What figures have shaped you? 

I’m very connected with my family and my grandparents. I grew up with my grandma and I grew up around two really large families so I’m really connected with aunties and uncles and my cousins. 

I never knew my grandfathers. They passed away before I was born. But my Grandpa Littlewolf actually had a huge influence on my dad on values and how we should live. When I was growing up I always heard stories about my Grandpa Steve and even though I never got to meet him, he was a big part of my life. He had a big impact on how I see my role here, like the things I need to do here and how I need to do them. 

When I was young I lucked out and I had these really beautiful people come into my life who were mentors to me: Gabriel and Leann Brisby. Gabriel was my eighth grade social studies teacher. Him and his wife mentored me and my sister and they kept an eye out for us. We had a different life. We moved a lot. We had a lot of instability, we were place to place. As a teenager I was really independent and somehow him and his wife kept track of us and would send me cards, ‘How are you doing in school?’ and things like that. 

When we were teenagers we moved to Virginia and I met a lot of community people there. I would say that my community there had a lot of impact on me, especially the moms raising their kids. The way that they took care of their kids, and all of us were on welfare, but they still made sure that their kids had everything that they needed and they were very loving and giving and very generous. So I learned a lot from my community. 

What’s your vision for the future generations of Indigenous people in Minnesota?

I have three grandchildren right now. When my granddaughter was born, it brought me instantly back to my grandma. I thought about her all the time. The things that she taught me. It wasn’t like a storybook. My grandma could be a really hard person to be around. 

She didn’t have any resources, she didn’t have income, she didn’t have any money. I remember when she was declared legally blind she was so happy because she could finally have some income. She taught me how to be humble. She taught me how to be kind. 

What I hope for Indigenous youth is those core values that got us through hard times. That they receive those and that they carry those and they remember them and carry those in our hearts. Those values are what actually helped save our people, that’s what I believe. That we take care of each other. That we’re generous, we share, we have compassion and have a really incredible work ethic. We have an understanding of our relationships and we value those relationships. So we are sitting here and we are surrounded by life and understanding that, we are sitting here with the understanding that these things are alive and they are here to help us. 

Where are we and why did you choose this location? 

We are at the Paul Wellstone memorial [in Eveleth, Minn.]. I come here to reflect on the work that I’m doing and where I'm at in life and to think about where I need to go. I come here because Paul and [his wife] Sheila loved people. They put all of their energy and heart into loving people and working and fighting for people and they did it in a good way. They brought people together. They saw possibility everywhere. 

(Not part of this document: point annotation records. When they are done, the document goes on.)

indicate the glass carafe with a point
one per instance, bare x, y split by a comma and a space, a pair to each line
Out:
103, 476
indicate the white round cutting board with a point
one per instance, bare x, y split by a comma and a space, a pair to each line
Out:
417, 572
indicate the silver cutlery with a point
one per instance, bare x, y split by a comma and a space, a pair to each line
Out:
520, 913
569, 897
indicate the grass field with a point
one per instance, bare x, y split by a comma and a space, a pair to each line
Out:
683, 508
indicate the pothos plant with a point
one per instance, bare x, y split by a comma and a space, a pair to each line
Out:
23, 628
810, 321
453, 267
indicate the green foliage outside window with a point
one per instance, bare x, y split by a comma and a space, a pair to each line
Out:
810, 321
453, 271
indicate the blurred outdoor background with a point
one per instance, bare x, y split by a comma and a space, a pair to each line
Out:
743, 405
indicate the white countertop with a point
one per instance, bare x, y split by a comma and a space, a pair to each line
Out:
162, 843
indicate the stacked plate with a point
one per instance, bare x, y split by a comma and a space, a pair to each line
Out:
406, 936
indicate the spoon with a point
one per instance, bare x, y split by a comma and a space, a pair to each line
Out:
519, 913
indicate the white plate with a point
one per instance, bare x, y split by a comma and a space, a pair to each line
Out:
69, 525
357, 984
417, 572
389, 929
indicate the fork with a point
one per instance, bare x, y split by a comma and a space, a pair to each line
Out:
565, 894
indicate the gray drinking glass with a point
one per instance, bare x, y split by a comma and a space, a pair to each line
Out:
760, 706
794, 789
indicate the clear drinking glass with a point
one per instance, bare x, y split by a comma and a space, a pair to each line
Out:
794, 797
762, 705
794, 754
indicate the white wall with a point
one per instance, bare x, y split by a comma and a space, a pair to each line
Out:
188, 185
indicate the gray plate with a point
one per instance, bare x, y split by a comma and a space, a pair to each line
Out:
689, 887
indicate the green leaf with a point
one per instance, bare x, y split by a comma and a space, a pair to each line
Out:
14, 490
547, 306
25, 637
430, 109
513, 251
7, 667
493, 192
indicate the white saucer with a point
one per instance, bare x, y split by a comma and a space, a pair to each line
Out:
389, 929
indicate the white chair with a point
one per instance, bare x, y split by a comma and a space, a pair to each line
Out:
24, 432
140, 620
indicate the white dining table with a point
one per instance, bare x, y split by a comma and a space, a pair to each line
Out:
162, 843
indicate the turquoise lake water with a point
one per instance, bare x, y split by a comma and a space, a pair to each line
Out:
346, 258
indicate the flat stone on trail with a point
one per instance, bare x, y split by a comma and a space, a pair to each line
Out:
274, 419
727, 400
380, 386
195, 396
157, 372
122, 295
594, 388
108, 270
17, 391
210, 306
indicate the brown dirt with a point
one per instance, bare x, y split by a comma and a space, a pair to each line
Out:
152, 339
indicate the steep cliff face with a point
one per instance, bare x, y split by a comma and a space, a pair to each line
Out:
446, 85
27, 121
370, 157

When I was young, I watched them and I could see they had these real genuine hearts. They had a huge impact on me and the way we could be as human beings. Then I wasn’t really into politics at all and I would say that I have, over the years, seen that we could make an incredible difference if we bring our whole selves, if we’re fully there and have that kind of courage. They had courage to be loving and to [go] against the grain a little bit. So that’s why I chose this place because I love coming here. When they died I grieved and I was in deep grief. And so I come here to honor them and to show love to them and because I know that here I am connected with all sorts of people who believe in those same values and they are still doing the work. So I feel connected and loved and supported here.